Diferente será a opção da maioria dos que ali laboram. Mesmo que isso implique, para quase todos, a obrigação de abandonar a cidade de Lisboa, devido aos argumentos apresentados por Olímpio Cardoso: falta de oferta de espaços a preços aceitáveis. “Ando à procura de uma localização alternativa, mas dentro de Lisboa está fora de questão”, afirma Óscar Oliveira, 40, brasileiro de Minas Gerais há uma década com oficina instalada na Quinta da Noiva, pela qual paga uma renda mensal de 600 euros à CML. “Temos muito pouco tempo para sair. Parece que estamos a ser enxotados daqui, como se fôssemos cachorros”, comenta. Também Carlos – nome pelo qual pede para ser identificado um homem de 67 anos que trabalha há 45 naquele aglomerado – lamenta a saída apressada. Sem tempo a perder, vai limpando a oficina, que terá de abandonar dentro de dias, para ser demolida.
A procura de novas localizações para as oficinas é uma realidade para todos os que se encontrem ali em situação legal ou ilegal, quer tenham chegado a acordo com a CML para sair ou não. A isso são forçados pelo edital camarário em que são notificados da intervenção urgente nas escarpa. Nele se diz que “mesmo nas situações em que por acordo não seja possível a desocupação voluntária das construções a demolir, as condições de risco no local obrigam à utilização de meios administrativos alternativos”. O que é válido tanto para as oficinas como para os quatro agregados familiares ali detectados, dois em situação legal e outros tantos em situação ilegal – e que terão acompanhamento social dos serviços da câmara. Uma das pessoas que será realojada pela autarquia será Paula Espírito Santo, 44 anos, a viver ali há quatro anos. Desempregada, irá para uma habitação municipal “situada na zona entre Moscavide e a Gare do Oriente”.

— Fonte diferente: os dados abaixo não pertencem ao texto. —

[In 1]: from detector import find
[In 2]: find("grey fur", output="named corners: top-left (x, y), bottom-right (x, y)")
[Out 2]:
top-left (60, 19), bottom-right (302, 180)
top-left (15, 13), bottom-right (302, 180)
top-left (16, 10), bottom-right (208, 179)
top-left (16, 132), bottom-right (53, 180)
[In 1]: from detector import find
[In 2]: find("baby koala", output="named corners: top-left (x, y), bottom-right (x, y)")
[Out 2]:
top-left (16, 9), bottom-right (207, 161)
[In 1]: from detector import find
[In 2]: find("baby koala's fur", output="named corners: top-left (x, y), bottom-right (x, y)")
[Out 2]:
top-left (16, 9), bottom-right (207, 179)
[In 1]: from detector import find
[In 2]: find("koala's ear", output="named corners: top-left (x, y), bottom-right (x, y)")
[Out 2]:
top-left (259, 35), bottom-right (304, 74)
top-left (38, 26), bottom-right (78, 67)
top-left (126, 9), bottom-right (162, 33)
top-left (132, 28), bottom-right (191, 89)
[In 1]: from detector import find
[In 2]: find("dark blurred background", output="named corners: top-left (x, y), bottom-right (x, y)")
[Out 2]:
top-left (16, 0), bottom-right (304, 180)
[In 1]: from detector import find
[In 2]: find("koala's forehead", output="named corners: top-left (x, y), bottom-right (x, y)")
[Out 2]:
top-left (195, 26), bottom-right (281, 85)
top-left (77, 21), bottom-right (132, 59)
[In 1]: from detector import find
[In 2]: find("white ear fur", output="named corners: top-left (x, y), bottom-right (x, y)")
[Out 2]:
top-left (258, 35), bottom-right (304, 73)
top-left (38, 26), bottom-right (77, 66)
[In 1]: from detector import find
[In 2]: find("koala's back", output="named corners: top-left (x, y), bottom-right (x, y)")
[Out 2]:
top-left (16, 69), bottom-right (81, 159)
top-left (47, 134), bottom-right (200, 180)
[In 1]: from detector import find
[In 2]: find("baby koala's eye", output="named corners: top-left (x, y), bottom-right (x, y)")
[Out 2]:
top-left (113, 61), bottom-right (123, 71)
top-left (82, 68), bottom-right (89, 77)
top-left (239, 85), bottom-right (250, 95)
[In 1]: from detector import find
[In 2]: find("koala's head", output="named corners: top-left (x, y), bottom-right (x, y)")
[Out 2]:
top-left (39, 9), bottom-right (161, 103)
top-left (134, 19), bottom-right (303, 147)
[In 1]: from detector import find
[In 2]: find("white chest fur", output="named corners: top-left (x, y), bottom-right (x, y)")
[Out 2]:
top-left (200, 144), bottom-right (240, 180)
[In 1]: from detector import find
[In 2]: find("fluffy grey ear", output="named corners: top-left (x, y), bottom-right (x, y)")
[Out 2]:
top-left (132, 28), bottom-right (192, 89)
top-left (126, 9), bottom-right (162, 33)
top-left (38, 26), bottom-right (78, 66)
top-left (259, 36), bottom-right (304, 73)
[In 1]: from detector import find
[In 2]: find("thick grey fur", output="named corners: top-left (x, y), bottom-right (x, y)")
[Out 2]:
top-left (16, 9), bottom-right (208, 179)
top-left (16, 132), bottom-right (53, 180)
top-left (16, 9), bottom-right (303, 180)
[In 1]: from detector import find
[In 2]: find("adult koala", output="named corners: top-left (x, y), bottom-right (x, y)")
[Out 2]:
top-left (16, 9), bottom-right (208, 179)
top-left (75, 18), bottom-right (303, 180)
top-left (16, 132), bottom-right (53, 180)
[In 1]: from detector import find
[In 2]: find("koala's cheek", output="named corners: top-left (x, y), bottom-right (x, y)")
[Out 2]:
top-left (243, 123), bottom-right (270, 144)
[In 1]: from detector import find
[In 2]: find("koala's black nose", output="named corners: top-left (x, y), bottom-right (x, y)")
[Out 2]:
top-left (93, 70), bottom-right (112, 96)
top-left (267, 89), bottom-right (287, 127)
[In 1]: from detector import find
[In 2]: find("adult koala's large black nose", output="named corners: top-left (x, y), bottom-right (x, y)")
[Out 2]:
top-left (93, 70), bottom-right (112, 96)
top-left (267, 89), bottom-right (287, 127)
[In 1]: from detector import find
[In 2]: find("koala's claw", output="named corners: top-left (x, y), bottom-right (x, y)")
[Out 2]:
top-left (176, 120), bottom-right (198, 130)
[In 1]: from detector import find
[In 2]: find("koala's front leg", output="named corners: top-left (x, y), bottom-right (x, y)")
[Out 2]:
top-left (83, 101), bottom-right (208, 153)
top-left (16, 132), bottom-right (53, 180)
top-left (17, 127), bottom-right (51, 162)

A operação em curso envolve ainda a limpeza dos terrenos, dali se procedendo à retirada não só de diversos carros abandonados, mas também de todos os “diferentes resíduos perigosos e ferrosos”, bem como ao corte e remoção de um canavial. Além da circulação automóvel e ciclável, o dia 1 de Maio assistirá ainda ao corte definitivo do abastecimento de electricidade e água à Quinta da Noiva.